Clark Vasey is a defence policy analyst based in the City.
A recent post on CentreRight by Ridley Grove, suggests that Liam Fox has failed our Armed Forces by not getting a better deal on defence spending from a future Cameron Government. The post references an article from Fraser Nelson, which suggests that the MoD will have to find 20% savings from its current budget after the next General Election. This was the assessment of a report from the Royal United Services Institute published last week. We cannot predict with absolute certainty the size of the defence budget under a Cameron Government, but no one should doubt the scale of the challenge which awaits an in-coming team at the MoD. To suggest that the Liam Fox has failed our Armed Forces before he has even been given the chance to grapple with the problems of the MoD does him and our Armed Forces a disservice.
Over past decade the resources made available to our Armed Forces have not kept pace with the fact that we have called upon them to risk their lives in two major operations since the Strategic Defence Review was conducted in the relatively benign strategic environment of 1998. The biggest failure of the past decade has been the management of the defence budget. The challenge for Liam Fox and his team will be to reign in the spiralling costs and reform the MoD so that it better supports the needs of our Armed Forces.

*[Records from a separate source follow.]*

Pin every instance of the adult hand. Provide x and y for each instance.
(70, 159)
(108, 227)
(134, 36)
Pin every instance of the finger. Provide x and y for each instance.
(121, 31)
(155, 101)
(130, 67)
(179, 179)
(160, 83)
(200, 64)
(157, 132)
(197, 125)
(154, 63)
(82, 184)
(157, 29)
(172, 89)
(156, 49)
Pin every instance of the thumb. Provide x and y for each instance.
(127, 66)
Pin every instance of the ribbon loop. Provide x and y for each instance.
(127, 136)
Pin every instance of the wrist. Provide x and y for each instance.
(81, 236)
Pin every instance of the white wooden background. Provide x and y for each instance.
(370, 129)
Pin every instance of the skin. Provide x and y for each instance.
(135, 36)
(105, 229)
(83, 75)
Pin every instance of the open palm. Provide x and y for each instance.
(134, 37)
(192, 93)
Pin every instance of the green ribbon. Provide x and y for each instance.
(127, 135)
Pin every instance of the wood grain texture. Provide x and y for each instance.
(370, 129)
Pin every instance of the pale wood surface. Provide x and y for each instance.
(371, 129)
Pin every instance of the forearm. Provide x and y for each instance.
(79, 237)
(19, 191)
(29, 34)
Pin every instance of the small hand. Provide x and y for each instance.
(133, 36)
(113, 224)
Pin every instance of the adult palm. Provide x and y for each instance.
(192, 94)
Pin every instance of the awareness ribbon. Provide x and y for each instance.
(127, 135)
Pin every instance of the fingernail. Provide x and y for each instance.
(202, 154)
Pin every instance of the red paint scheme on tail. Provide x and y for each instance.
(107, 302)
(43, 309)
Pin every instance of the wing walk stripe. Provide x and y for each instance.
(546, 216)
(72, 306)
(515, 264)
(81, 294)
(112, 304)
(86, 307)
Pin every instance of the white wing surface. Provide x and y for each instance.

Perhaps the best estimate of what a potential Conservative Government will inherit when they take up the reigns of the MoD is provided by Bernard Gray, the former Special Adviser to Lord Robertson when he was at the MoD. Mr Gray was given unique access to the department by the former Defence Secretary John Hutton. He found that the defence budget was ‘out of balance’, arguing that the estimated budgets go well beyond the funds being made available by the Treasury. With regard to the major equipment programme Mr Gray found that it was some £35 billion over budget and some five years behind the initial estimates. Perhaps more worryingly, as it points to the extent of the systemic problems within the department, is that the MoD is still ‘wasting’ around £2.5 billion a year through inefficiencies. Mr Gray was also critical, as the National Audit Office has been, of the MoD tactic of delaying projects and pushing back funding within a programme’s life cycle in order to delay spending shortfalls. The tactic does little to improve the delivery of a project and increases the overall project cost over its life cycle.
As the Conservatives’ national security Green Paper published on Friday demonstrates, David Cameron and Liam Fox understand the scale of the challenge that they will face in defence. The MoD’s equipment budget cannot be based on ‘wish lists’ or what we might like it to be were budgets not finite. The MoD is a dysfunctional department and regardless of what additional funds might be made available for the MoD; it is unacceptable that money should be wasted at a time when our Armed Forces are so heavily deployed in Afghanistan. If the Conservatives win the next General Election, Dr Fox and his team will come to power with a clear plan for how to tackle the problems of waste and inefficiency within the MoD. The Strategic Defence and Security Review will allow the in-coming team of Ministers to look at all aspects of MoD activity and implement a holistic approach to reform.
Before we criticise Dr Fox we should consider what it would be like for our Armed Forces if the Conservatives do not win the next election. If in future years the MoD is to get additional funds I can think of no one better in the Conservative Party to fight from them than Liam Fox.
Above all Liam Fox should be judged on how he supports our Armed Forces when in Office.